Earlier, in an often angry 65-minute televised national address from his Kremlin office, Putin railed against ex-Soviet neighbour Ukraine as a failed state and “puppet” of the West, repeatedly suggesting it was essentially part of Russia.
He accused the authorities in Kyiv of persecuting Russian speakers and of preparing a “blitzkrieg” against the breakaway regions of Donetsk and Lugansk in Ukraine’s east.
“As for those who seized and hold power in Kyiv, we demand an immediate end to their military operations,” Putin said.
“Otherwise, all responsibility for the possible continuation of bloodshed will be fully on the conscience of the regime in power in Ukraine.”
Putin said it was necessary to “take a long overdue decision, to immediately recognise the independence” of the two regions.
He then signed partnership agreements with the rebels that declared the presence of Russian military forces “necessary to maintain peace… and ensure reliable security.”
EU ‘will react with sanctions’
The recognition effectively puts an end to an already shaky peace plan in the separatist conflict, which has rumbled on since 2014, after Moscow annexed Crimea from Ukraine, and has left more than 14,000 dead.
Russia will now deploy troops with the support of separatist officials and Ukraine will either have to accept the loss of a huge chunk of territory or face an armed conflict against its vastly more powerful neighbour.

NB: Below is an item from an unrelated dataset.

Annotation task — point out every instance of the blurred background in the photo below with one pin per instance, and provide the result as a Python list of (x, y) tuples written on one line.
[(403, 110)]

British Prime Minister Boris Johnson called the move “a flagrant violation of the sovereignty and integrity of the Ukraine”, with the UK cabinet’s emergency COBR committee due to meet Tuesday and foreign minister Liz Truss promising “new sanctions on Russia.”
EU chiefs Ursula von der Leyen and Charles Michel promised the bloc “will react with sanctions against those involved in this illegal act”.
The United States and allies including France requested an emergency meeting of the UN Security Council later Monday.
Putin told his Security Council earlier Monday that there were “no prospects” for the 2015 Minsk peace accords aimed at resolving the Ukraine conflict.
‘Very big threat’ to Russia
And he made clear the stakes were bigger than Ukraine, whose efforts to join NATO and the European Union have deeply angered Moscow.
“The use of Ukraine as an instrument of confrontation with our country poses a serious, very big threat to us,” Putin said.
The dramatic meeting – with Putin sitting alone at a desk as his government, military and security chiefs took turns addressing him from a podium – came after weeks of tensions between Moscow and the West over Ukraine.
Western leaders warned that Russia was planning to invade its pro-Western neighbour after massing more than 150,000 troops on its borders, a claim Moscow repeatedly denied.
Tensions then spiked in recent days after an outbreak of heavy shellfire on Ukraine’s eastern frontline with the separatists and a series of reported incidents on the border with Russia.
Monitors from the OSCE European security body on Monday reported more than 3,000 new ceasefire violations in east Ukraine the day before, a high for the year.
Ukrainian officials said two soldiers and a civilian died in more shelling of frontline villages Monday.